The status of shareholders will directly affect the development of enterprises, and the degree of equity checks and balances, closely related to shareholders, also plays an important role in the green and high-quality development of enterprises. Cai and Luo et al. [26] conducted a related study on the proportion of executives’ equity and equity incentives on the quality of enterprise development. The research results show that there is a convex relationship between executives’ equity and the quality of enterprise development, which is too high or too low. The equity of the enterprise will affect the development of the enterprise; that is, the degree of equity balance will affect the quality of the green development of the enterprise. Similarly, Ni [27] studied the market value of listed commercial banks using the equity balance as a variable, and found that China’s listed commercial banks appropriately reducing the state-owned shareholding ratio or seeking more control chains will help increase the bank’s market value. That is to say, a reasonable equity balance is very beneficial to the green and high-quality development of enterprises. In addition, the different nature of equity will also have an impact on the degree of equity checks and balances. Therefore, the following assumptions are made regarding the degree of equity checks and balances and the nature of equity:

Hypothesis 1.

There is a convex correlation between the degree of equity checks and balances and the green and high-quality development of enterprises; that is, the lower or higher the degree of equity checks and balances is not conducive to the development of enterprises.

Hypothesis 2.

There is a significant impact between the nature of equity and the green and high-quality development of enterprises; that is, the development quality of private enterprises and state-owned enterprises will also be inconsistent.

Between different industries, the development of enterprises will also be different, and the differences between industries often limit the development of enterprises. Xu Li [28], Li Zhiqin [29], Liu Dan [30], and others have studied the development status of enterprises in the passenger car industry, the traditional brewing industry, and the emerging communication industry, respectively. Using emerging technologies to improve the development quality of enterprises, it is more difficult for traditional industries to apply emerging technologies. Therefore, it can be speculated that the difficulty of achieving high-quality development in different industries will also be different.
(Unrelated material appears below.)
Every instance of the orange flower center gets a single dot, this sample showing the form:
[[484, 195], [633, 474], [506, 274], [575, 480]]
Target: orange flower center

Coincidentally, Wei [31] and Lu Yi et al. [32] studied the methods of promoting the high-quality development of industries such as manufacturing and light industry, and found that the same method will have inconsistent effects on promoting the high-quality development of different industries. The above results show that the different industries in which enterprises are located have a great impact on the green and high-quality development of enterprises. Therefore, the following assumptions are made about the industry in which the company operates:

Hypothesis 3.

There is a correlation between the industry and the green and high-quality development of enterprises, and it is easier for emerging high-tech industries to achieve a high-quality development of enterprises.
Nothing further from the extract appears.